The pattern that is stored is mirrored both horizontally and vertically.
Example for 'F':
##### ....# 00001 1 '1'
#.... ....# 00001 1 '1'
####. --> .#### --> 01111 --> 15 --> 'f' --> '11f1v'
#.... ....# 00001 1 '1'
#.... ##### 11111 31 'v'
The whole font is stored as a single string of \$26\times5 = 130\$ characters.

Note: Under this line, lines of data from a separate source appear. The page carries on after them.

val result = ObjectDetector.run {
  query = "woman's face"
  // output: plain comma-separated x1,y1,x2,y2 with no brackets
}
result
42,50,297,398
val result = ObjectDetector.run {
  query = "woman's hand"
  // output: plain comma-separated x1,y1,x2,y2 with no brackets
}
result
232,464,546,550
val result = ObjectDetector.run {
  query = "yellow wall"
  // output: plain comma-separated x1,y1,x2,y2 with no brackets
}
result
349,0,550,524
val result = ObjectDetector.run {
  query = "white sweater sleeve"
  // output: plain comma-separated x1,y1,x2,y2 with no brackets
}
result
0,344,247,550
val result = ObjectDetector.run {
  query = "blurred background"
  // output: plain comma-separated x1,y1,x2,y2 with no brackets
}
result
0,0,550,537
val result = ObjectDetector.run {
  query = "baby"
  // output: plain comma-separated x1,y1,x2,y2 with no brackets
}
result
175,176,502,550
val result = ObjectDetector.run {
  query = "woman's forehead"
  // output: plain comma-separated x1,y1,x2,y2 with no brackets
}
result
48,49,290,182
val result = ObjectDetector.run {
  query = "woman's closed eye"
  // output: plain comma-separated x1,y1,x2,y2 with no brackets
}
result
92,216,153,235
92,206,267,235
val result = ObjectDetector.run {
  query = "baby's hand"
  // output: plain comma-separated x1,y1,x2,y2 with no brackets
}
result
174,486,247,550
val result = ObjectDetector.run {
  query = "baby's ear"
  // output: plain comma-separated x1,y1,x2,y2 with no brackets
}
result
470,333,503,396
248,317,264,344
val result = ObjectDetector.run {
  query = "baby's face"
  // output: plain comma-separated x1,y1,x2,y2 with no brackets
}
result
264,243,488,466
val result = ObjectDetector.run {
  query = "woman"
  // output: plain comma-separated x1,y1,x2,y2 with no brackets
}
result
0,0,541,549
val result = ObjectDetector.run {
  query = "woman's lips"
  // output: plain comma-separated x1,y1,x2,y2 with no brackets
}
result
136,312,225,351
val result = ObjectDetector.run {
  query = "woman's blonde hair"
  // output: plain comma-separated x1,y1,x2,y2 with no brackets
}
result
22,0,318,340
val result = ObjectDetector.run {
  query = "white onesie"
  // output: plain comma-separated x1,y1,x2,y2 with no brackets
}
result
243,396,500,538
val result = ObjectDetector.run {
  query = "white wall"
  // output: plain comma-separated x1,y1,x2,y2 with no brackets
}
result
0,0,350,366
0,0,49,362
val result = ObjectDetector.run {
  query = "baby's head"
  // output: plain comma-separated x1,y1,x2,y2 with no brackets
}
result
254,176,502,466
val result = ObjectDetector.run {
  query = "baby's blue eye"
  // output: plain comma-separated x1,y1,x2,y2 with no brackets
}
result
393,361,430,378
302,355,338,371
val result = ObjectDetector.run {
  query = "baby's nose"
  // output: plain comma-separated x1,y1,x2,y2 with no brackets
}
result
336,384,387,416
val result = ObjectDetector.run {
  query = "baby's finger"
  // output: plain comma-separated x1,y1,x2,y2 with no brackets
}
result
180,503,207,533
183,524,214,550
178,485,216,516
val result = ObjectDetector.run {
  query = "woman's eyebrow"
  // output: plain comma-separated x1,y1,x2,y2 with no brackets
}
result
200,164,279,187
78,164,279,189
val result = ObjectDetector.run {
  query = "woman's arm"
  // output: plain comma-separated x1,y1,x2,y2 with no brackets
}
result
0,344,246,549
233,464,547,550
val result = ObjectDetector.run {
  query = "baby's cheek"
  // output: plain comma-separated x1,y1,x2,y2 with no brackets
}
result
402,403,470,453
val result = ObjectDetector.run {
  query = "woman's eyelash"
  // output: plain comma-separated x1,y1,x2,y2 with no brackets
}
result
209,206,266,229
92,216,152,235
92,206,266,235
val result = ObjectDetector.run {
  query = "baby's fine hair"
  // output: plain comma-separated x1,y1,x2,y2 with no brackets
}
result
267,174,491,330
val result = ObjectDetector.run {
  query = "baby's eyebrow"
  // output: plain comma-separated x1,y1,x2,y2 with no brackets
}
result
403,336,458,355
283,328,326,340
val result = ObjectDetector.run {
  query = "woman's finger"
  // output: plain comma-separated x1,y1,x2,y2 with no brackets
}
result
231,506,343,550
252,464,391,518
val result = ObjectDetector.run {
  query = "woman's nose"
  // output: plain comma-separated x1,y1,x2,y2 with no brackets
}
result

To test the 'pixel' at \$(x,y)\$ for the \$n^{\text{th}}\$ letter, we do:
parseInt('hhvhefhfh...'[y + 5 * n], 36) >> x & 1
Main algorithm
Given \$n\$, we define \$w=5^n\$, which is the width of the final output.
For \$0\le x<w\$ and \$0\le y<w\$, we want to know if the output pixel at \$(x,y)\$ is set or not. We use the recursive function \$h\$, which tests the letter pixel located at:
$$\left(\left\lfloor\frac{x}{5^k}\right\rfloor\bmod 5,\left\lfloor\frac{y}{5^k}\right\rfloor\bmod 5\right)$$
for all \$k\$ in \$[0 \dots n-1]\$.
The function returns a space as soon as a blank pixel is detected at some depth, or the character corresponding to the input letter if all iterations are successful.
R, 348 bytes
function(K,N){if(N)for(i in 1:N)T=T%x%matrix(c(15269425,32045630,16269839,32032318,33061407,33061392,15224366,18415153,32641183,1082926,18444881,17318431,18732593,18667121,15255086,32045584,15255151,32045649,16267326,32641156,18400814,18400580,18400938,18157905,18157700,32575775)[utf8ToInt(K)-64]%/%2^(24:0)%%2,5,5)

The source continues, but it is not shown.